Association between acute sympathetic response, early onset vasospasm, and delayed vasospasm following spontaneous subarachnoid hemorrhage

Subarachnoid hemorrhage (SAH) is accompanied by a marked acute sympathetic response, and evidence exists for sympathetic participation in the development of cerebral vasospasm (VS). The purpose of this observational investigation was to assess the association between acute central catecholaminergic activity, early VS and delayed VS following SAH. SAH grade 3-5 patients who received ventriculostomy, and in whom bilateral temporal transcranial insonation was performed, were enrolled. Cerebrospinal fluid (CSF) was sampled (<48 hours) and assayed for catecholamines, which were correlated to measures of early and delayed sonographic anterior circulation VS. Clinical independent predictors of early VS included age (odds ratio .946 [95% confidence interval .902-.991]), CT scan score (4.27 [1.30-14.0]) and neurogenic cardiomyopathy (6.5 [1.24-34.1]).
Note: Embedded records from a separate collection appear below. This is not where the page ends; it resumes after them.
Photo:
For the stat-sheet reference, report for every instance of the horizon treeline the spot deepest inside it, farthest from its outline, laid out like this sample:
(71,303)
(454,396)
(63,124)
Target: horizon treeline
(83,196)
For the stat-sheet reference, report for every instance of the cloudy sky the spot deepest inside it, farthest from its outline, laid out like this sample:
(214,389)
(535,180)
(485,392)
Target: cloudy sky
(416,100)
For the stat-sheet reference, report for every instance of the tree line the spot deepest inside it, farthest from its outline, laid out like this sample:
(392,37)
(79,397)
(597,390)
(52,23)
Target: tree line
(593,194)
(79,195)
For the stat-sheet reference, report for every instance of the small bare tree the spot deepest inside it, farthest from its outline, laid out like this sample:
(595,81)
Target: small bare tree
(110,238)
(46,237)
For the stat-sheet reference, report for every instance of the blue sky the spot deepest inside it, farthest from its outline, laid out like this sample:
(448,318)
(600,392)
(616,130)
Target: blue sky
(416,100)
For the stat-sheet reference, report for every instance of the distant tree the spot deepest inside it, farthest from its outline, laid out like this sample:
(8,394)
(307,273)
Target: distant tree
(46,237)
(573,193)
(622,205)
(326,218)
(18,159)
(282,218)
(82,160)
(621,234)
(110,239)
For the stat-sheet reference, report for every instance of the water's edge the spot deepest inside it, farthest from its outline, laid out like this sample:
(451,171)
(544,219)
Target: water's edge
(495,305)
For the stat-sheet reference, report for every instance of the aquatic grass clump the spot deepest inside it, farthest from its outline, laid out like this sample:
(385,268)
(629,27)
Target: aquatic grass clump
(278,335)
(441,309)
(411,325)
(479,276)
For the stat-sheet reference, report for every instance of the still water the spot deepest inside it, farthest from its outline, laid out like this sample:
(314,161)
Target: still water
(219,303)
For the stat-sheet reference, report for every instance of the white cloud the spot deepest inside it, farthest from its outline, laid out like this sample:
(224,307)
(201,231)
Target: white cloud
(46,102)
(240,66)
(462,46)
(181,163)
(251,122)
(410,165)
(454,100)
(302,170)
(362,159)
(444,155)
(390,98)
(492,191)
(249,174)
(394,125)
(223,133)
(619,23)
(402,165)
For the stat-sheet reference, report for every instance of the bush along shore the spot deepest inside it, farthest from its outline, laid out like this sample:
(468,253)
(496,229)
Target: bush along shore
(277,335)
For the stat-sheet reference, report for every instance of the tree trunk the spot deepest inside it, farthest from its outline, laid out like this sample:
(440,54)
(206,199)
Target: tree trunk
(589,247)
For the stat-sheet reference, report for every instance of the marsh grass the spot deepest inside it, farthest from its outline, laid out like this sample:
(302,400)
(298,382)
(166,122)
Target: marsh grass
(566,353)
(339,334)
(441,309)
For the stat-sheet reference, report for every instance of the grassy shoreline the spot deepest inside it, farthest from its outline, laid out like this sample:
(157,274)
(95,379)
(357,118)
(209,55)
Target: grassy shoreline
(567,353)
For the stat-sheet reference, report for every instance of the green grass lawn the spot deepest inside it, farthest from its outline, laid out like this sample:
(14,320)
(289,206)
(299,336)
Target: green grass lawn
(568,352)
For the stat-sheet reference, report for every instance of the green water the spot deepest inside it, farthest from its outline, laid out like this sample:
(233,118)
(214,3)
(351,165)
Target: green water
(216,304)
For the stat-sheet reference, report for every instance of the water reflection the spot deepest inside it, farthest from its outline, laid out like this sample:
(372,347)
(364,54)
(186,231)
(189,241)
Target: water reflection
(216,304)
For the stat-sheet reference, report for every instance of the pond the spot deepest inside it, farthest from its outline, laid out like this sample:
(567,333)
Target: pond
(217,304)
Age (.925 [.859-.996]) and CT scan score (8.30 [1.33-5.17]) also independently predicted delayed VS. Any early VS independently predicted conventionally defined delayed VS (10.9 [2.64-45.0]), and severe delayed VS was independently predicted by any early VS (9.87 [2.45-39.7]) and by conventionally defined early VS (12.3 [2.80-54.1]). The norepinephrine:3,4-dihydroxyphenylglycol ratio (NE/DHPG) independently predicted severe delayed VS (3.38 [1.01-11.35]), for which DHPG was a negative predictor (.356 [.151-.839]). Epinephrine was a negative predictor of any early VS (.574 [.357-.921]), any delayed VS (.372 [.158-.875]), and delayed conventional VS (.402 [.200-.807]). Early and delayed VS appear to be related processes that are generally unrelated to the acute central sympathetic response following SAH. The one exception may be severe delayed VS which may be associated with noradrenergic activation.